The Video Composition of a Multimodality Convert

As promised in my last post on the importance of incorporating multimodal assignments into the classroom, I am dedicating this post to a multimodal composition of my own!  I thought that, since I am wrapping up my blog series on 21st century literacies, it might be time to blog about something a little more interesting than my own general thoughts and research on said literacies.

This is also the blog post in which I confess that it was not so long ago that I would have stood with the crew that said things like, “Seriously?  A video project? This is why modern students can’t write; because we assign things like video projects.”  Composing multimodally was totally foreign to me. I had no experience with it and, because of that, I had absolutely no meaningful knowledge of the process that went into it. This was mostly prior to my taking the majestic Tanya Rodrigue‘s digital writing class, in which I was asked to complete this assignment as well as fundamentally challenge my understanding of what it meant to compose something.

The assignment is called “Concept in 60” and was designed by Dr. Scott DeWitt.  The task is to create a 60-second video that illustrates a concept, any concept you’d like. Your video may take a critical, reflective and/or interpretive approach to the subject matter, but you need to follow these rules:

1. Your video MUST be 60 seconds–not one second more, not one second less.
2. You must strip your video of all actual/matching audio. You may layer audio in your project as long as you avoid all video/audio matching.
3. You must include a title screen somewhere in your video. You must also give yourself credit as the video artist/composer somewhere in the video text.
4. You must secure permissions for all materials used in your project by their rightful owner or use creative commons and public domain material. Also, you must include a works cited page for all materials used in the project.

I came up with this:

I love it and I loved the process of making it, as I imagine most high school students would.  Videos are cool; everyone loves them.  However, the thing that made this assignment productive for my personal composition skills was the accompanying reflection paper.  In this paper, I was asked to think about the choices I had made when composing this video project and tie those choices back to some very literary strategies and scholarly research.  I was asked to become aware of the process I went through, concretizing some of my relatively savvy (if I do say so myself) decisions.  This involved me thinking critically about how I identified my purpose, structured my argument, appealed to my audience, and concluded my thoughts.  I noticed points in which I used symbols and how those symbols made my composition more effective.  By the end of the whole reflection, I was aware of how complex and intentional my process had been; it was very essay-like and I hadn’t even noticed.  I began to think how equipped I would be if someone then asked me to write an essay outlining the idea of home.  I was prepared to write something fairly complex and compelling.

As a writer, I learned so much from this process.  I believe that the secret to strong multimodal assignments in the classroom lies in the reflective paper.  Modern high school students are smart; they can often toss together a compelling video or audio project with minimal guidance.  Let’s not dismiss that as irrelevant, but let’s also not accept that without analysis.  Let’s channel their abilities and ask them to reflect on what strategies they are using to compose something effective or powerful.  If our assignments ask this well, students will learn how those strategies can be applied to other types of compositions, making multimodality an invaluable classroom tool.

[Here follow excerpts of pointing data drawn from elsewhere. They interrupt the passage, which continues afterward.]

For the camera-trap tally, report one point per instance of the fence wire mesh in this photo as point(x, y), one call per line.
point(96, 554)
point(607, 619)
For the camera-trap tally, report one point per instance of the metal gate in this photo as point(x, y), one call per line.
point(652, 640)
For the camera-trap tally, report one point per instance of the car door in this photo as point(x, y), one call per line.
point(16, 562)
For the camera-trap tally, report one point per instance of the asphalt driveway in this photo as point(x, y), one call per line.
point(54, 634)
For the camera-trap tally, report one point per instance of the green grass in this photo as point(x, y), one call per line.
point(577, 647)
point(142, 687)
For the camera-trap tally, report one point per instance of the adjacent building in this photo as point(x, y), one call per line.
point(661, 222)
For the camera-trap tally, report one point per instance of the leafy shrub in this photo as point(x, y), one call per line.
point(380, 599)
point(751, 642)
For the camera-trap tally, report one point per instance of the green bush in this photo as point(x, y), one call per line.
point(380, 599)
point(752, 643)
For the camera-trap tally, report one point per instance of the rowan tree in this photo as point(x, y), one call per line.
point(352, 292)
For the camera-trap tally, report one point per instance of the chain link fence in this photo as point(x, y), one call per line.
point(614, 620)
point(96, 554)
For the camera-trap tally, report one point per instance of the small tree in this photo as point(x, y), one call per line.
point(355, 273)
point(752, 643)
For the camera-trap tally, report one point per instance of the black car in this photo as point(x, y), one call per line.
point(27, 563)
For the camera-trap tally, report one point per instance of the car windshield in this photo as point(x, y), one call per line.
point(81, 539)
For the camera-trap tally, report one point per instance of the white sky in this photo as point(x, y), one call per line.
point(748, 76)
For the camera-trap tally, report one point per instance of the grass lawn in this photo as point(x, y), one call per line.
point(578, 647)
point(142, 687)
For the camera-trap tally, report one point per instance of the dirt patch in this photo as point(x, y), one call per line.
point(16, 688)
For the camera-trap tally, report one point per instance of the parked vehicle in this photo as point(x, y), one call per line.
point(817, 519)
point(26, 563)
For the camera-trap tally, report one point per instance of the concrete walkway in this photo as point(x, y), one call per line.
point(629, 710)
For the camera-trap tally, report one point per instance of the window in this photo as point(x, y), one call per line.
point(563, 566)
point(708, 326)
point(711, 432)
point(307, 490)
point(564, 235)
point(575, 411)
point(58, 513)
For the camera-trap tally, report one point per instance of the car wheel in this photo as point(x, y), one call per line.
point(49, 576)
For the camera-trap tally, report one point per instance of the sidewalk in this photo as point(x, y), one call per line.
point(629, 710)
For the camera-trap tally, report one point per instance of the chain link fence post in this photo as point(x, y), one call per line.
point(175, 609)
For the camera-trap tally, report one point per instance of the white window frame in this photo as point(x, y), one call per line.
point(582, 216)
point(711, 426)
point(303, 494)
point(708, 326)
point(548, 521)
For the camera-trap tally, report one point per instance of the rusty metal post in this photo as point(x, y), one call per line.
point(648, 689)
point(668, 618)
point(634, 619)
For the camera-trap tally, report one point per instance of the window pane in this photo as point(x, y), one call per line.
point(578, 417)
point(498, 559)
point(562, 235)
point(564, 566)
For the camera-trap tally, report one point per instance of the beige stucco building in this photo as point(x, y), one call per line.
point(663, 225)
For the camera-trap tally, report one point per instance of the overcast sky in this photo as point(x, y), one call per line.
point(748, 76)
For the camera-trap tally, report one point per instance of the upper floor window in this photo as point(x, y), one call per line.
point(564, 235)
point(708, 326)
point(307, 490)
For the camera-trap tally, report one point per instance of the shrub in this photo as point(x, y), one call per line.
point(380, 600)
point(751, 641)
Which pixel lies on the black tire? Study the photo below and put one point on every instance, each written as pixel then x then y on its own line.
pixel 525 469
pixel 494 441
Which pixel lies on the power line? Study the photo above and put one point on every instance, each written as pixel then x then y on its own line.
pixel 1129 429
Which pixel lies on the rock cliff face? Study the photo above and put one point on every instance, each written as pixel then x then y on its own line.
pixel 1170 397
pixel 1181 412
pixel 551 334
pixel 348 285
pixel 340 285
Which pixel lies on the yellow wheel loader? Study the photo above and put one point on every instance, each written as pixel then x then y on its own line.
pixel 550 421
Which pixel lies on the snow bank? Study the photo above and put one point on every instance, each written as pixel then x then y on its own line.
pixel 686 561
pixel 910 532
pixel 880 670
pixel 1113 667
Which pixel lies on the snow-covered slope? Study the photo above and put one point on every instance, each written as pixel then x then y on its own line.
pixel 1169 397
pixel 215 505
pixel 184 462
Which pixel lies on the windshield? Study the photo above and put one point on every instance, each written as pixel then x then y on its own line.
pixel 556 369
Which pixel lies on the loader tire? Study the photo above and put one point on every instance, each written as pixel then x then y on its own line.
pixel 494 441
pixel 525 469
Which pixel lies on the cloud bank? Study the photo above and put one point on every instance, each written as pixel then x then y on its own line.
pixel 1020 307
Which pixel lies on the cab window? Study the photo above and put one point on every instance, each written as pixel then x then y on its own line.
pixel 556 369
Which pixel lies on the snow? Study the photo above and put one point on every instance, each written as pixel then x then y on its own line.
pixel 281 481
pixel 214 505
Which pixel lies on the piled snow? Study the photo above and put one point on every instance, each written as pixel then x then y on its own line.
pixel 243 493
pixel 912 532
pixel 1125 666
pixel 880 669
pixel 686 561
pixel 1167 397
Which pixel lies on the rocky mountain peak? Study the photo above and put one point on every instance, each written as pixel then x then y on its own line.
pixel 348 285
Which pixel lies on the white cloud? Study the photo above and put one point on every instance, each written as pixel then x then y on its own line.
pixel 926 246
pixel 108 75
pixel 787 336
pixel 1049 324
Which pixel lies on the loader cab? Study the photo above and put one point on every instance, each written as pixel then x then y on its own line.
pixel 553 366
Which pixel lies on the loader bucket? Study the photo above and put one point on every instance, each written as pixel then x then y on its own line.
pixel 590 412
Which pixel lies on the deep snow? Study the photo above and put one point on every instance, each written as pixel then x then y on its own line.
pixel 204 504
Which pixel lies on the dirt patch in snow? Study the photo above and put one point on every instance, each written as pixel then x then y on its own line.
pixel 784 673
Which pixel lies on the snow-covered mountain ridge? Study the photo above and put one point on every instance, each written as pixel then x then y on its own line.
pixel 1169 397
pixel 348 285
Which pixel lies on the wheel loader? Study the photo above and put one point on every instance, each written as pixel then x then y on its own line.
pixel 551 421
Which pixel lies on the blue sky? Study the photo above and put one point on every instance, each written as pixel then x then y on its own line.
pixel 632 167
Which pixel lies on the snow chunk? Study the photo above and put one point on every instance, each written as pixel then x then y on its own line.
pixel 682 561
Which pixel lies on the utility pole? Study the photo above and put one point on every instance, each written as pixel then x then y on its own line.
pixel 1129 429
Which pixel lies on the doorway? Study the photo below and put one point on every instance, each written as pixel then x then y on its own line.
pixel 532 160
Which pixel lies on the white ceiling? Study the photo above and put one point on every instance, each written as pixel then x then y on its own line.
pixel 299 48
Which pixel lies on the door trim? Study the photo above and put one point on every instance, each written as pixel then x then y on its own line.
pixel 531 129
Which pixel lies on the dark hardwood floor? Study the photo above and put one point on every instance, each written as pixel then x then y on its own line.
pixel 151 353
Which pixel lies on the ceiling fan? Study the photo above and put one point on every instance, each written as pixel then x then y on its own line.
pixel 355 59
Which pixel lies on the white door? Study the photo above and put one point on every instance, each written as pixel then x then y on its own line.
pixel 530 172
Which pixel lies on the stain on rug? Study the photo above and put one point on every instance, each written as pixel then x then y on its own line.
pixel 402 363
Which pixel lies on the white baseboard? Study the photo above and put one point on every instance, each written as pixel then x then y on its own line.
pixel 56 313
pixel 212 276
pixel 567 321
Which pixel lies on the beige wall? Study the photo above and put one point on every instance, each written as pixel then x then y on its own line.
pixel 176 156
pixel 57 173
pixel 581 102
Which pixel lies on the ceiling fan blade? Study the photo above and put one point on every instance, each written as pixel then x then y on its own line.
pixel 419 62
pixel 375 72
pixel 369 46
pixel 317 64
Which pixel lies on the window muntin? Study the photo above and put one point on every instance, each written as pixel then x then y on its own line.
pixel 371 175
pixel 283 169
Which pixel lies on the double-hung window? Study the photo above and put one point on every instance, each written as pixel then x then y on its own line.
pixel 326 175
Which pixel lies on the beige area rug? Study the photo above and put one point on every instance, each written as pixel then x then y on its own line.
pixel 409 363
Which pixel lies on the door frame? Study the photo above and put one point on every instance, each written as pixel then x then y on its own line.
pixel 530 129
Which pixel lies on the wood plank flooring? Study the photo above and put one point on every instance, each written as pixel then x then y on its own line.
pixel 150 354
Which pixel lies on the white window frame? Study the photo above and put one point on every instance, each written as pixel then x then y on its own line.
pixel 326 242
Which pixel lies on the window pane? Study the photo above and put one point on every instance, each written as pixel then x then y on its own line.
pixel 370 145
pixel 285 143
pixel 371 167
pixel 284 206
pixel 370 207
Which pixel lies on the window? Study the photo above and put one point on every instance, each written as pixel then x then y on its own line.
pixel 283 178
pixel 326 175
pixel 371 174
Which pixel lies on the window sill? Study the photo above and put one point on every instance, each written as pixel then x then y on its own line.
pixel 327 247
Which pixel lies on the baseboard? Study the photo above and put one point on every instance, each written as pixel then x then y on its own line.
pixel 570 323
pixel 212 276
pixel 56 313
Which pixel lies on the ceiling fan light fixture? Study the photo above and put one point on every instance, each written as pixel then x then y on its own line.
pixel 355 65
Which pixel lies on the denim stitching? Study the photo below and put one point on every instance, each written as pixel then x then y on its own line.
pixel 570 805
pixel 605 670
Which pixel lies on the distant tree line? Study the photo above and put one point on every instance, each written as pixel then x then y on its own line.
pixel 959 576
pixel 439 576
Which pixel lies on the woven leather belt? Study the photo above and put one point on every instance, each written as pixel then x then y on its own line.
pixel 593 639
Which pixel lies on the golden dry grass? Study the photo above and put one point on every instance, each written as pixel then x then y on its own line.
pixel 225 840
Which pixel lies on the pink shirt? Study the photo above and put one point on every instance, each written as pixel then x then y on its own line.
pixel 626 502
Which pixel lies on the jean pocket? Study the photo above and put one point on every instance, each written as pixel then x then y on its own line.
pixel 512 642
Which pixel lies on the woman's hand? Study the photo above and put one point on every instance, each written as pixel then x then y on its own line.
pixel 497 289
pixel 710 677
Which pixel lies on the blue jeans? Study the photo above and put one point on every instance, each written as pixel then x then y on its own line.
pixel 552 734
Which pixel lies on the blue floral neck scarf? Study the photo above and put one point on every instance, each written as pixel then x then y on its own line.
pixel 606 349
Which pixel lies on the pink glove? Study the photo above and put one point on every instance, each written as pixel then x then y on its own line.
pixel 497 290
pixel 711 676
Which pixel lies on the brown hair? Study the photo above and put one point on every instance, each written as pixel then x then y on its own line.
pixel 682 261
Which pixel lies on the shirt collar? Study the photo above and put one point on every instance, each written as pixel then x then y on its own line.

2 thoughts on “The Video Composition of a Multimodality Convert

  1. Anne says:

    I loved this assignment. I think something amazing it also does is force the writer to really think about the heart of their project and get right to it. I find a lot of students struggle to really get at the point in their papers, but this composition project forces them to do this, and this skill can then be transferred to other composition pieces. Thanks for sharing!